If you don't mind breaking the standard `Dataset` + `DataLoader` pattern with `torch.utils.data`, you can use `SimpleVideoCollectionLoader`, which combines dataset and dataloader creation. This dataloader can also automatically create the appropriate Video objects from paths:

```python
from pvio.torch_tools import SimpleVideoCollectionLoader

# Video specification can be mixed: path to real videos, path to directories of images,
# and pre-created Video objects are all allowed.
videos = ["path/to/video1.mp4", "path/to/dir1/", EncodedVideo("path/to/video2.mp4")]

# Supply all Video backend parameters, VideoCollectionDataset parameters, and DataLoader
# parameters in one call.
loader = SimpleVideoCollectionLoader(
    videos,
    batch_size=8,
    num_workers=4,
    transform=my_transform,  # optional
    buffer_size=64,  # optional (for video files)
    frame_id_regex=r"frame\D*(\d+)(?!\d)",  # optional (for image directories)
)

# Iterate over the entire dataset in batches through a single iterator
for batch in loader:
    frames = batch["frames"]  # torch.Tensor: B x C x H x W
    video_indices = batch["video_indices"]  # list of int (video indices)
    frame_indices = batch["frame_indices"]  # list of int
```

## Testing

The test suite uses pytest. Run it from the repository root:

```bash
pytest tests
```

The tests are organized into:
- `test_io.py` - Tests for video I/O functions
- `test_torch_tools.py` - Unit tests for VideoCollectionDataset
- `test_integration.py` - Integration tests with parallel loading
- `test_readme_examples.py` - Tests to make sure the examples in this README work

There are a few tests that write small MP4 files using imageio/ffmpeg; ensure `ffmpeg` is available in the environment where tests run.

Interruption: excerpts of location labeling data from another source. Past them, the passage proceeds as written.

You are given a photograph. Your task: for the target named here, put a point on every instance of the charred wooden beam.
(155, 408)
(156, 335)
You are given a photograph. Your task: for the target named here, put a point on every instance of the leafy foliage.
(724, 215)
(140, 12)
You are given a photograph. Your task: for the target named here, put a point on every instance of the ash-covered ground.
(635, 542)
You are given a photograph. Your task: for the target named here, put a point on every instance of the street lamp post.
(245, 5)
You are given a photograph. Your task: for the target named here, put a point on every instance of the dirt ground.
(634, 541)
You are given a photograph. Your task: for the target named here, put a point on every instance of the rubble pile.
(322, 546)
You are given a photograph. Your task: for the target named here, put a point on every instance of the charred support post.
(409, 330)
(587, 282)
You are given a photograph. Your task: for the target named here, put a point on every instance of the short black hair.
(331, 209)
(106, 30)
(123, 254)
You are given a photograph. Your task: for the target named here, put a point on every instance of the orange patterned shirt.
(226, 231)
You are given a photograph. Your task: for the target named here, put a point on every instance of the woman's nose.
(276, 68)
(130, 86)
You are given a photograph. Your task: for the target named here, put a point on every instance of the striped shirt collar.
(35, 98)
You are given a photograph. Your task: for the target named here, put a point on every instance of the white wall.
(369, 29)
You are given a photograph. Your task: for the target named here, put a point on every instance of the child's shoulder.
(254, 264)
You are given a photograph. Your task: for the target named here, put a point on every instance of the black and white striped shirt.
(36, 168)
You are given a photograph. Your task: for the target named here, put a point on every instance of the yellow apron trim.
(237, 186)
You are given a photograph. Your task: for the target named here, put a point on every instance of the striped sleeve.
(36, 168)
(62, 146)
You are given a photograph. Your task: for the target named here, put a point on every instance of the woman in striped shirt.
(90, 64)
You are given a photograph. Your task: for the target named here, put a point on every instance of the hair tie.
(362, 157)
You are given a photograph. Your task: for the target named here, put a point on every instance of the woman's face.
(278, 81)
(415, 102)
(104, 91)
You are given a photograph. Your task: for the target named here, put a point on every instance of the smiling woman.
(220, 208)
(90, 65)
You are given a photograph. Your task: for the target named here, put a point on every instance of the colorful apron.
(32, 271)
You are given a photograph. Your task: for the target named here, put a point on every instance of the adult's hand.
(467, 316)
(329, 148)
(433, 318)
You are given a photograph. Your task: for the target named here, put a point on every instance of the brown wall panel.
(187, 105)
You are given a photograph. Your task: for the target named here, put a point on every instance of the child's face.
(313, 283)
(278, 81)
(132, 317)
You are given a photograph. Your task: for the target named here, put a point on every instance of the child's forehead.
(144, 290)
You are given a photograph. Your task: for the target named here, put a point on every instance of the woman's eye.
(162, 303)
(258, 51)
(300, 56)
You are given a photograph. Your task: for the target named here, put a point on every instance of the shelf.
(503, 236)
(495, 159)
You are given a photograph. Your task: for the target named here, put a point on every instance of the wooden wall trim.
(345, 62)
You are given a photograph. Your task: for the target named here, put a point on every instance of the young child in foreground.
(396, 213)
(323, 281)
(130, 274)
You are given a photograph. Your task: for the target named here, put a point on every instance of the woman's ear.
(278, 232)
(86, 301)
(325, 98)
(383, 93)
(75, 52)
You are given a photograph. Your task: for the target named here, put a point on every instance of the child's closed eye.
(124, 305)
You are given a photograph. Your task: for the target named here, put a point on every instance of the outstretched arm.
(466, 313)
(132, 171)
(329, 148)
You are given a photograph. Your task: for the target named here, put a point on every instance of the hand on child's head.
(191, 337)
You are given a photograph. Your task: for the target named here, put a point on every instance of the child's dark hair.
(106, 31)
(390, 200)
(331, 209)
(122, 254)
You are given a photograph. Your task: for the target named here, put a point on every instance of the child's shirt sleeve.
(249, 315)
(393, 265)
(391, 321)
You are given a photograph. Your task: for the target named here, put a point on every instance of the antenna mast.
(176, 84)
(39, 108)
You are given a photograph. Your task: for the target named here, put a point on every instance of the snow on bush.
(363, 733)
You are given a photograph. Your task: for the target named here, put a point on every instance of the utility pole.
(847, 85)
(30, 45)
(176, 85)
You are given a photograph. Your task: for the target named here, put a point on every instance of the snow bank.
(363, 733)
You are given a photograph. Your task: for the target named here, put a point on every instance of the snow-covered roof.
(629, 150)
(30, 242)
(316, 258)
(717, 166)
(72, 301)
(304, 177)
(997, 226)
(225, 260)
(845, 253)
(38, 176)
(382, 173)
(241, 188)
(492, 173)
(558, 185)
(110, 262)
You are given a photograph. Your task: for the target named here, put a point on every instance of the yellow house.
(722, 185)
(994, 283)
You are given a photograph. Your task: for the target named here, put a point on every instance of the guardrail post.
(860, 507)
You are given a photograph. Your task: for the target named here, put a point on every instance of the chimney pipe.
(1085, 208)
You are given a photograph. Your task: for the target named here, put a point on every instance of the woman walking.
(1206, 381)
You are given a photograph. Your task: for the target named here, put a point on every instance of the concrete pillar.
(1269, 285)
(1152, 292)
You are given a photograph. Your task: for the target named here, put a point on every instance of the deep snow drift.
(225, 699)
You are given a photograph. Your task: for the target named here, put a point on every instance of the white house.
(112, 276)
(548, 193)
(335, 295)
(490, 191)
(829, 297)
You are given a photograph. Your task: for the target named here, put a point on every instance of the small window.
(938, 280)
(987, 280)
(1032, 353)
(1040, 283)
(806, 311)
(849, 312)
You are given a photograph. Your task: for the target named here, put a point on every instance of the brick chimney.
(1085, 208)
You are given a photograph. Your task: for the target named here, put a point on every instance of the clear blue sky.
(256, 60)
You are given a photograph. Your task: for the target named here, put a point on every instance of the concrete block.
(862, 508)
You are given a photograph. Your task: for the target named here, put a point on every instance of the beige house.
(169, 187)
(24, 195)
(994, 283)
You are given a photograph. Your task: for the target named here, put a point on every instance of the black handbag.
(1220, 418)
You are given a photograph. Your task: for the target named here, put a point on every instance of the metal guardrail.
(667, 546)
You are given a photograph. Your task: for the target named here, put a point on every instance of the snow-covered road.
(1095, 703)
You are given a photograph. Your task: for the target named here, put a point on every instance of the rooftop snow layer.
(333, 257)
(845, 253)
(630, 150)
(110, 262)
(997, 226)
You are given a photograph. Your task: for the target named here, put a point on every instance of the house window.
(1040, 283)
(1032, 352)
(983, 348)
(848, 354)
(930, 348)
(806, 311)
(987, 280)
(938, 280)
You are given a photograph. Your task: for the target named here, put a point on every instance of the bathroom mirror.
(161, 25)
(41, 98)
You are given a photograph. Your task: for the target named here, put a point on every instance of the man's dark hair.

## Notes & troubleshooting

- FFmpeg macroblock constraints: some ffmpeg builds require frame dimensions to be divisible by 16. If you see a warning about `macro_block_size=16` and unexpected resizing, choose frame sizes divisible by 16 in production pipelines.
- If you plan to decode many large videos, enabling metadata caching will speed up repeated indexing (the package writes a `.metadata.json` for each video under the same directory when `get_video_metadata` is called).
- If you have a non-standard data format, you can implement your own backend by creating a subclass of `pvio.torch_tools.Video`.